The following stuffed sweet potato recipe features lean, protein-rich chicken breast, vitamin-packed spinach and mushrooms, along with beans, which are filling and rich in fiber and iron. A sprinkle of sunflower seeds adds crunch and a decent dose of vitamin E; onions and garlic add tons of flavor; some chopped sun-dried tomatoes give the stuffing an umami boost. Together, these ingredients come together as a healthy stuffing for sweet potatoes that's packed with flavor and covers all the nutritional bases.

Total Time: 20 minutes | Prep Time: 5 minutes | Serves: 4


  • 4 large sweet potatoes, scrubbed
  • 1 tablespoon olive oil
  • 2 boneless, skinless chicken breasts, sliced or diced
  • 8 ounces mushrooms, sliced
  • 1 small onion, diced
  • 3 cloves garlic, minced
  • 1 tablespoon sun-dried tomatoes, minced
  • 1 (15-ounce) can beans, such as black, kidney, cannellini or chickpeas, drained and rinsed
  • 3 cups fresh baby spinach
  • 2 tablespoons sunflower seeds
  • Salt and pepper


Cook the Sweet Potatoes:

  1. With a sharp knife, pierce the skins of the sweet potatoes in four or five places.
  2. Place the sweet potatoes in a heatproof dish, and microwave them on high for 5 minutes.
  3. Rotate the sweet potatoes, and microwave them on high for another 5 minutes.
  4. Test the sweet potatoes by inserting a sharp knife into the center of the largest one. If it feels very soft, they are cooked. If the knife meets any resistance, continue to microwave the sweet potatoes, 2 to 3 minutes at a time, until they're thoroughly cooked. 
  5. If necessary, cover the dish with foil to keep the sweet potatoes warm until the stuffing is ready.

Make the Stuffing:

  1. In a wide skillet over medium-high heat, add the olive oil, onions, chicken and mushrooms, plus salt and pepper to taste. Cook, stirring frequently, until the chicken has turned white, approximately 3 to 5 minutes.
  2. Turn the heat down to medium, and add the garlic and sun-dried tomatoes. Stirring frequently, continue to cook everything until the mushrooms have released their liquid, then until it has mostly evaporated, approximately 5 to 8 more minutes. At this point, the chicken should be almost cooked.
  3. Add the beans and spinach, and continue to cook for a few more minutes, until the beans have heated through and the spinach has wilted. Turn off the heat.

Stuff the Sweet Potatoes:

  1. Slice about two-thirds of the way down the center of each sweet potato, and open them out to expose the centers. 
  2. Spoon the stuffing over the middle of each sweet potato, dividing it evenly between them.
  3. Sprinkle the sunflower seeds over the top of the stuffed sweet potatoes; then serve.

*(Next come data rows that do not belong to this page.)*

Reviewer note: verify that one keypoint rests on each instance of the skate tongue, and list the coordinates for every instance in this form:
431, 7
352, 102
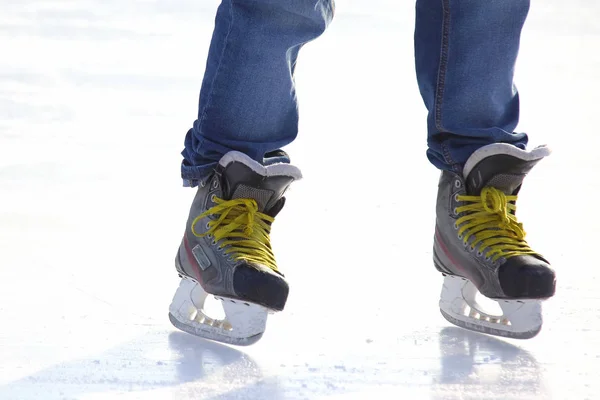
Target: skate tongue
244, 178
501, 166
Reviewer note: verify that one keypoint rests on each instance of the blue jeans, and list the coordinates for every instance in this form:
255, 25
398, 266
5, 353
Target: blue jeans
465, 53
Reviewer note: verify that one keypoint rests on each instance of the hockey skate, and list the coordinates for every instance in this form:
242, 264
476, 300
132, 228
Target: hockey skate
480, 247
226, 251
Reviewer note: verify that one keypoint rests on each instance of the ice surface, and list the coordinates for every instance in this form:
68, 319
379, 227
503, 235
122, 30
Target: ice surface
95, 97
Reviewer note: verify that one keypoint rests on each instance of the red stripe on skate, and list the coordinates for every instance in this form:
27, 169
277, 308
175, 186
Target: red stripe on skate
447, 253
191, 258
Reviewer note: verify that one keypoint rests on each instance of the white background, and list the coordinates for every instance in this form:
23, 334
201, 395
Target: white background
95, 99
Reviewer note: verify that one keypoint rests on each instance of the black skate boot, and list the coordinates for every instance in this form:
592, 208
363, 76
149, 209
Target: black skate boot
226, 251
480, 246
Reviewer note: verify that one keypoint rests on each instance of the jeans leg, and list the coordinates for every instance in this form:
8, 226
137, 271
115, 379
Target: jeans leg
465, 54
247, 100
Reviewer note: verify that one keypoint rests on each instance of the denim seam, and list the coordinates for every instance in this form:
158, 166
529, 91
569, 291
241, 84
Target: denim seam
222, 56
441, 80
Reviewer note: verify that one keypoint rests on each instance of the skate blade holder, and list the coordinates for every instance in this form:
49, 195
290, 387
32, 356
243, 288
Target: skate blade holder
517, 319
243, 324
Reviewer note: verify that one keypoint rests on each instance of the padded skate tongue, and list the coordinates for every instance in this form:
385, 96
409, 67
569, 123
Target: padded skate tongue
244, 178
501, 166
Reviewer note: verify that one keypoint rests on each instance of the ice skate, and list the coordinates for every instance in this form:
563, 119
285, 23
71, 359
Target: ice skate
480, 247
226, 251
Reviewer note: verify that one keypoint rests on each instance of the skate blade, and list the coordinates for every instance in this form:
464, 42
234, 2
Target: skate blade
520, 319
243, 325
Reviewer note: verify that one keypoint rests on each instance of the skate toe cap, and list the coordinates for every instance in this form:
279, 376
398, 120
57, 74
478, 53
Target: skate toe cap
260, 285
527, 277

  • You can easily substitute, remove or add any of the stuffing ingredients, but try to use similarly healthy ones. For example, you could use salmon instead of chicken, cooked lentils instead of beans, add olives or use different vegetables, such as bell peppers, green peas, zucchini and kale. 
  • Consider a drizzle of a healthy dressing, such as balsamic vinegar, plain yogurt mixed with lemon juice or tahini, as a finishing touch.